Hello, could you let us know if you have reproduced the issue successfully? Do you want us to provide additional information? Regards, Andrzej

Hi Andrzej, Honestly speaking, I am having little difficulty to create the environment. How exactly you are facing this? I mean, - `the following are the different public keys which I updated manually in the Couchbase in the fido device Document JSON record in the 'gluu_user' bucket.` Question: Where are you getting 'public key' to push that manually in CB entry? Is it coming from old registered device?

Hello Mohib, Maybe a little more background here might help you.  I originally had a Jmeter test user along with its Jmeter fido user device from a prior GLuu version(v3), in .ldif format. The user was imported into CB for Gluu4 testing. It was understood as part of u2f fido authentication, the challenge-response from Gluu is signed by the device using its private key and sent to gluu. The public key is then used by Gluu to sign the incoming payload along with the challenge Gluu for signature matching. However in my case, in my test, I was getting a strange exception with a bouncy castle as an Invalid point encoding (..org.bouncycastle.math.ec.ECCurve.decodePoint(ECCurve.java:441) )exception during the signature verification. I had limited information on the history of this particular Jmeter test user and unsure if the device key-pair used were matching in the first place. So I began a more exploratory process of just randomly testing different public key values of other development team test users' fido devices, who had since registered with gluu4 after the system was stood up. This was done by logging into couchbase and overwriting the device "publicKey" record for the Jmeter user fido record 'publicKey' value with another user's fido record publicKey value in CB. This actually did the trick. I even tried different public keys from 3 -4 different registered devices in Couchbase and using them Gluu was 'successfully' confirming the signature of the 'challenge token response' from Jmeter and I was able to complete the testing, when the signature verification should have failed.
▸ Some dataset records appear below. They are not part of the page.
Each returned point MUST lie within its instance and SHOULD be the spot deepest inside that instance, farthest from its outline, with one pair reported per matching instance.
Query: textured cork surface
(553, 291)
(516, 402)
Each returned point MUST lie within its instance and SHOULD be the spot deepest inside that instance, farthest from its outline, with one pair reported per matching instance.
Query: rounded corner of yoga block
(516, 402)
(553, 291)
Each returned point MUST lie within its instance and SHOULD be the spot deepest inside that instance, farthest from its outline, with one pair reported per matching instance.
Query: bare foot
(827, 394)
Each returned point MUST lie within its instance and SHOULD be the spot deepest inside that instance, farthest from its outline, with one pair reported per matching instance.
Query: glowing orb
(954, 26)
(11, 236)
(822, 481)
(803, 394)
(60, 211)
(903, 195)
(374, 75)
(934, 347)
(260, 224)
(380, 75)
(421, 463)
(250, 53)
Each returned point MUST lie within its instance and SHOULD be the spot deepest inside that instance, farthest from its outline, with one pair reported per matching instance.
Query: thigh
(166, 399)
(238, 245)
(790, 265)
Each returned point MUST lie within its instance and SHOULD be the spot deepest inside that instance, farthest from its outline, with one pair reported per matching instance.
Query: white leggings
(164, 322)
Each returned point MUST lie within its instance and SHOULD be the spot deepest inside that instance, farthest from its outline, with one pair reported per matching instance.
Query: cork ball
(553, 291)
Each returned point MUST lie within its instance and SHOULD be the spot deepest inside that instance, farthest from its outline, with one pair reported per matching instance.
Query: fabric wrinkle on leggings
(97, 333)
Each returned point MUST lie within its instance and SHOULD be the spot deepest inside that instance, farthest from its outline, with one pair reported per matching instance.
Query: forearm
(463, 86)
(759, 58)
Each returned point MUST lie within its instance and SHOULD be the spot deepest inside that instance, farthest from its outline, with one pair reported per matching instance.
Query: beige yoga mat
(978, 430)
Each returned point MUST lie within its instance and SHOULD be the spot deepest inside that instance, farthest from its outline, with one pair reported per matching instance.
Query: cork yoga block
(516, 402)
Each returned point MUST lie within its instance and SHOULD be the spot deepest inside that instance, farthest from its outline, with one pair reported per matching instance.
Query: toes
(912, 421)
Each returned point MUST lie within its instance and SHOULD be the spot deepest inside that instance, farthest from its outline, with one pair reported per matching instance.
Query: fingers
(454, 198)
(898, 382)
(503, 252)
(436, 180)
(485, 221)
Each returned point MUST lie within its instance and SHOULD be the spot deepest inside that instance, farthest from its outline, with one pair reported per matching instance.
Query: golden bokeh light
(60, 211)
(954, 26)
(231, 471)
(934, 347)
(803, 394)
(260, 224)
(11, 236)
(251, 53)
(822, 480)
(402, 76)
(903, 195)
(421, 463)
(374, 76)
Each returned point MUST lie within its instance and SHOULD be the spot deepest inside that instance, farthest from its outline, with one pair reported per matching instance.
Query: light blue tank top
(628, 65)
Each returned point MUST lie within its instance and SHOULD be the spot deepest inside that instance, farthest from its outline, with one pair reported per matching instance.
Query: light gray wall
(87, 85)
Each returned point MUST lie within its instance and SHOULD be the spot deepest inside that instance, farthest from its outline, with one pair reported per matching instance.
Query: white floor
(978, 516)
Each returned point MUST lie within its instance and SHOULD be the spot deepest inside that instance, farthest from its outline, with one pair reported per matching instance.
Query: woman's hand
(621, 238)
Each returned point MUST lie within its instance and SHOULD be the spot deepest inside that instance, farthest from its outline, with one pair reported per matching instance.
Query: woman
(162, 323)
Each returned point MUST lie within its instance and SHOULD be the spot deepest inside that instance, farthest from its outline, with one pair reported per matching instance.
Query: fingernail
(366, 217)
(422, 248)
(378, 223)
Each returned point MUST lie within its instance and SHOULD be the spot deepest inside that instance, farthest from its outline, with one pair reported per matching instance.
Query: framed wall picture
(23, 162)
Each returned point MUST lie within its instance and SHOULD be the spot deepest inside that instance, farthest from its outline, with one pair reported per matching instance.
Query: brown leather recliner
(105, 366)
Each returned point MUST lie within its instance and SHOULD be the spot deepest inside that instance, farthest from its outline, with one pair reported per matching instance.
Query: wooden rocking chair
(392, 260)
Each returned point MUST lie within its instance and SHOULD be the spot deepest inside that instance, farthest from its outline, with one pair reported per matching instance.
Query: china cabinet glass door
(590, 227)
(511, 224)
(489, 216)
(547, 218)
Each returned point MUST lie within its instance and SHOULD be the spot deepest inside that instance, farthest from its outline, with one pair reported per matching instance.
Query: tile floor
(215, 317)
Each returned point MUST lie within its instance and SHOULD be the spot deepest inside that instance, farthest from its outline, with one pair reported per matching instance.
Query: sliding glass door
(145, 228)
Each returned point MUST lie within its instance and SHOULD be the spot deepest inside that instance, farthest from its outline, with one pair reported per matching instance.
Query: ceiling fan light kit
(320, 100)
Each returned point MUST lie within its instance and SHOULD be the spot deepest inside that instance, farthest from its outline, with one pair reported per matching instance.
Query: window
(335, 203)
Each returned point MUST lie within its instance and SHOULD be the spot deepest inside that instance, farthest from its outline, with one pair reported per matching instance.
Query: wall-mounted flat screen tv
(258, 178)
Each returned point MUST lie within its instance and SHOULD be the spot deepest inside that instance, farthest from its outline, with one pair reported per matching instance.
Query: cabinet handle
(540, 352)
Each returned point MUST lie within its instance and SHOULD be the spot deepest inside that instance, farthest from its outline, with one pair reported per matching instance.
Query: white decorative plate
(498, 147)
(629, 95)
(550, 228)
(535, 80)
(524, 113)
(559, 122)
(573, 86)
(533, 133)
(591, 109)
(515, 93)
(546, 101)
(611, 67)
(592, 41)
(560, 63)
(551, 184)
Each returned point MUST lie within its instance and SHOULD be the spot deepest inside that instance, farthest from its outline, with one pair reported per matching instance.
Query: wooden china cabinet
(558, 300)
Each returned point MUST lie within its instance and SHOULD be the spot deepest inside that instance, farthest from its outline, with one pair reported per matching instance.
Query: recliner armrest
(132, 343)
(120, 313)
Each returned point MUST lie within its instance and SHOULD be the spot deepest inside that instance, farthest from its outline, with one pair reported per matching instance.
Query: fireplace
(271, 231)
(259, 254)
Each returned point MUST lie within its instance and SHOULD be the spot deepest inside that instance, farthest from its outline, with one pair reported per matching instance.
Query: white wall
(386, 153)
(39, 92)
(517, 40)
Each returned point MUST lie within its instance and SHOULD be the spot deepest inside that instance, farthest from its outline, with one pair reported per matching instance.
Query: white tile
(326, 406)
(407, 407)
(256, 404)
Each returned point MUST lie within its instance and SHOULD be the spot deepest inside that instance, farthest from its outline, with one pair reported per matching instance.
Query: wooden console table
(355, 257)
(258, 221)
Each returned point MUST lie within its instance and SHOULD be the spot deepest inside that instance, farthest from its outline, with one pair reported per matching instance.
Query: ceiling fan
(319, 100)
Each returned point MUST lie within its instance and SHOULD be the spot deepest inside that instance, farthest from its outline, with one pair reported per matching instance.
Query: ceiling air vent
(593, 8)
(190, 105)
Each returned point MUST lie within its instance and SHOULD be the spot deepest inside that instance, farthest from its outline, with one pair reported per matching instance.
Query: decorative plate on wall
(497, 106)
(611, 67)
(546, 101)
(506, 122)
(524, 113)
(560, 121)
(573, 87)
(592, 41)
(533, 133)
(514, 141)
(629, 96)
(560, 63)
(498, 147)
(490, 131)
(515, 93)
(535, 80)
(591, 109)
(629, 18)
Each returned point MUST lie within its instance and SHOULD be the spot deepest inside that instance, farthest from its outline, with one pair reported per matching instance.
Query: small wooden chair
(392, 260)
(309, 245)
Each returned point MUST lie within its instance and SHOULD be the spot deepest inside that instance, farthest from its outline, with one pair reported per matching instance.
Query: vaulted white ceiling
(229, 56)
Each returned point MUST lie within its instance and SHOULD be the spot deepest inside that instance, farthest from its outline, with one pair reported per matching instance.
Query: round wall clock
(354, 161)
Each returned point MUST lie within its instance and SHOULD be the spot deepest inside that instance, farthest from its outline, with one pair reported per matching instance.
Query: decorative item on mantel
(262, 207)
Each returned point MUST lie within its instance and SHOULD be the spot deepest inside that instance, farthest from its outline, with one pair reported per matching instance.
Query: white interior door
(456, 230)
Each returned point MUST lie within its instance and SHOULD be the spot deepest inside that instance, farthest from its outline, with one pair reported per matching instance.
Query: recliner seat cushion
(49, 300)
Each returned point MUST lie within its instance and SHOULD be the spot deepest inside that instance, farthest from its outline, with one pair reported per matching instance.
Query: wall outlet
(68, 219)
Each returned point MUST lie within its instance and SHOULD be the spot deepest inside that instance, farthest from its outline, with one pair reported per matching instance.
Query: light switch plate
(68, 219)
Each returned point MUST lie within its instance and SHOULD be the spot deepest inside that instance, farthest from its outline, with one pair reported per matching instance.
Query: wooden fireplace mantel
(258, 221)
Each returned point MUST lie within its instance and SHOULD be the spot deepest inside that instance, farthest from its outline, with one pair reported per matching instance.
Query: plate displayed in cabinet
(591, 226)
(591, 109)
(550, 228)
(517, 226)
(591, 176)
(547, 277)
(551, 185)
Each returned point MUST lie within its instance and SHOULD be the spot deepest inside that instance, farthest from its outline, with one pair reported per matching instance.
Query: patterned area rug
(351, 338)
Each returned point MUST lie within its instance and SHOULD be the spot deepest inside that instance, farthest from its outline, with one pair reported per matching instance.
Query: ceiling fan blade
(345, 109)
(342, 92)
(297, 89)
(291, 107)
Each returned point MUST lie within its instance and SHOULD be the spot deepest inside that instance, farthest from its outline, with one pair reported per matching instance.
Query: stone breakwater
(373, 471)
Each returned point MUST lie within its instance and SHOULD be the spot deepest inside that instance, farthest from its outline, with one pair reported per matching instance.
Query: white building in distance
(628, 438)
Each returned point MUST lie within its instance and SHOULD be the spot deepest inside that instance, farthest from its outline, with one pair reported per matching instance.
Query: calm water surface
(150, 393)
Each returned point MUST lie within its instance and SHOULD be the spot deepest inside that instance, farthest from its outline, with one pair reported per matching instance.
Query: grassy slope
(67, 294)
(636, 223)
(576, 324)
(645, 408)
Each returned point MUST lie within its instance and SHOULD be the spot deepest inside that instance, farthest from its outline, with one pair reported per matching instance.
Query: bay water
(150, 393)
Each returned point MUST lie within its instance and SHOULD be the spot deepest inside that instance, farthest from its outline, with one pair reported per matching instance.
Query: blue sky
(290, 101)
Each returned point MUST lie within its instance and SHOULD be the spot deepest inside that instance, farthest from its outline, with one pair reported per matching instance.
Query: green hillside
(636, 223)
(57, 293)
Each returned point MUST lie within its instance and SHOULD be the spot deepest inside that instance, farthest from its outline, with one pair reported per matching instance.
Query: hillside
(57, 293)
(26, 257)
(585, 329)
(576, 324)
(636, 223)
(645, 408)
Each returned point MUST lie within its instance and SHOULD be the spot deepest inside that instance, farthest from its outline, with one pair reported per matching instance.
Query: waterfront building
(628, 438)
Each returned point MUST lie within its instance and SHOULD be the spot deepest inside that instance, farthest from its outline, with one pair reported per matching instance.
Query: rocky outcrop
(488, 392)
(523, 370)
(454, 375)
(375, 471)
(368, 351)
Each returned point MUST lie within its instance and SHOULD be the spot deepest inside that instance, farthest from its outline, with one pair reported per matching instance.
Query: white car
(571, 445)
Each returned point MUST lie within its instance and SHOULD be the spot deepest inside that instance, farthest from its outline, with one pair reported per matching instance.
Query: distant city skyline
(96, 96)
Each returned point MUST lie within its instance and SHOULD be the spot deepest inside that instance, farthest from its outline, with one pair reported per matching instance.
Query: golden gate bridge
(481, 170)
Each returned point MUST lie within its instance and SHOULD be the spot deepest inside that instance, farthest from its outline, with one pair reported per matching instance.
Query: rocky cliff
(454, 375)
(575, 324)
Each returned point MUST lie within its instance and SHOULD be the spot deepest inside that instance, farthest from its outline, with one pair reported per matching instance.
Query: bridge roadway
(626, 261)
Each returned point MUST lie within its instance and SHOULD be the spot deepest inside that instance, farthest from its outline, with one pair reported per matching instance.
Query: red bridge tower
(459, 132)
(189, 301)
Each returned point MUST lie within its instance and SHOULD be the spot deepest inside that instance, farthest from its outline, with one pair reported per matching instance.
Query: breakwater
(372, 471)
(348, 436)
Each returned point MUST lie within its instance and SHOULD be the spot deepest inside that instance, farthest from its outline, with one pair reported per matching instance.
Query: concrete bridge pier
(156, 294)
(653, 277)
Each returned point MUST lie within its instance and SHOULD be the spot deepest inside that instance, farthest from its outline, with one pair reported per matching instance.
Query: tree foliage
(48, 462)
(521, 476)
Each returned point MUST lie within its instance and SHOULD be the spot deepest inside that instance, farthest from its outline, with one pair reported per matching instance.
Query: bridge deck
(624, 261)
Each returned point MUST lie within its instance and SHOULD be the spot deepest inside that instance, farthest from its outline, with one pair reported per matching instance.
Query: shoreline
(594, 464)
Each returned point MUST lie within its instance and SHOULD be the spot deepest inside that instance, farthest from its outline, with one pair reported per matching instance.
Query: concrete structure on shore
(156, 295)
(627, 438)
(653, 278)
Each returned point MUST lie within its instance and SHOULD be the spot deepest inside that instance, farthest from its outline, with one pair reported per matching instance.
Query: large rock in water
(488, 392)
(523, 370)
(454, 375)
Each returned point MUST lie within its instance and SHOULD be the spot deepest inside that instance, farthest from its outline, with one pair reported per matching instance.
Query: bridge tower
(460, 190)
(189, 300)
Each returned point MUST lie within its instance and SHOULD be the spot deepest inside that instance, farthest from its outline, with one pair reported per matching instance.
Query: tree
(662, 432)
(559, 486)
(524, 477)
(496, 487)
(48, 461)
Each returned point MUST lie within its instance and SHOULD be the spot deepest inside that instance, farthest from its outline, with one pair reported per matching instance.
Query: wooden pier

Hi Jacob, I am extremely sorry late response! I believe we were able to reproduce something like that. With highest priority, I am re-engaging here now.

Hello again Jacob, I would like to share the scenario we used to test this situation: - Enroll user "foo" with his own key. - Enroll user "bar" with her own key. - Cracker will have to connect to internal LDAP and modify `oxDeviceRegistrationConf`. Replace "foo" user's `oxDeviceRegistrationConf` attribute with "bar" user's key. - In that way, "bar" can login ( 2nd factor ) [ still have to pass first username/password phase ] with user "foo" key. What do you think about above scenario?

Hi, Please reopen the ticket if required. Thanks!